Archive for November, 2007

Estelle Goes Angel Hunting

Estelle smoothed her long, black gloves. She was still stunningly beautiful, after all these years spent with Antoine and without him; the funeral dress striking against her pale skin and golden hair.

Flutter. Feathers. Milk. Sweetness.

“Another angel…We need a shotgun. I’d like to take one down, just once. See what the little beasts are made of.”

The man who had been inlove with Estelle all the time she had been Antoine’s wife handed her a shotgun to match her dress. Estelle aimed and fired.

Shriek. Fragments. Child tears.

Estelle bent over the former angel.

 ”You know”, she said, wiping a dark red stain off her tall perfect forehead, “it’s actually not that different from fox hunting. Someone should do something about the remains. And I need a new piece of cake, this one has angel in it.” 

-inspired by Jean Anouilh, Cher Antoine

The American Companion of Picasso

300px-stein_by_picasso.jpgWhat have we learned from Gertrude Stein, she who loved not punctuation? I will not be strict here and polish a sarcophagus with my bare hands. This is only cafe discussion. Therefore, Ms. Stein, do you take sugar?

“Yes. Thank you.”

1. Of painting

“Painting in the nineteenth century was only done in France and by Frenchmen, apart from that, painting did not exist, in the twentieth century it was done in France, but by Spaniards.”

2. Of Picasso’s friends in France

“His friends in Paris were writers rather than painters, why have painters for friends when he could paint as he could paint.”

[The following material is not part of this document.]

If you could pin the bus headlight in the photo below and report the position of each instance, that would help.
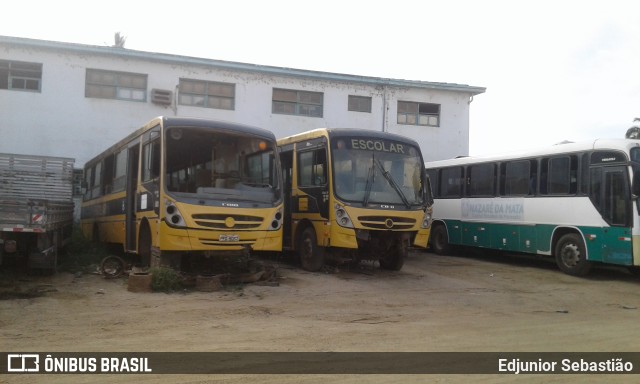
(173, 216)
(276, 221)
(342, 217)
(426, 219)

3. Of loving your creation a bit more than the creation of others

“He said that when one went to an exhibition and looked at the pictures of other painters one knows that they are bad, there is no excuse for it they are simply bad, but one’s own pictures, one knows the reasons why they are bad and so they are not hopelessly bad.”  

4. Of how we as humans are the same, only the things we see change

“At present another composition is commencing, each generation has its own composition, people do not change from one generation to another but the composition that surrounds them changes.”

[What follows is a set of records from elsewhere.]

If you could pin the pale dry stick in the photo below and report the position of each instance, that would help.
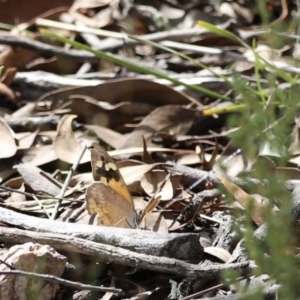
(157, 36)
(66, 183)
(108, 253)
(41, 206)
(77, 285)
(80, 29)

5. Of the splendour of the XXth century

“… the twentieth century is that, it is a time when everything cracks, where everything is destroyed, everything isolates itself, it is a more splendid thing than a period where everything follows itself. So then the twentieth century is a splendid period, not a reasonable one in the scientific sense, but splendid.”

I was formed at the sunset of a beautiful catastrophe. Stein and Picasso are beads in my string of parents.

This new century art belongs to my generation; it is ours to fabricate and mirror and be grateful to the splendour behind.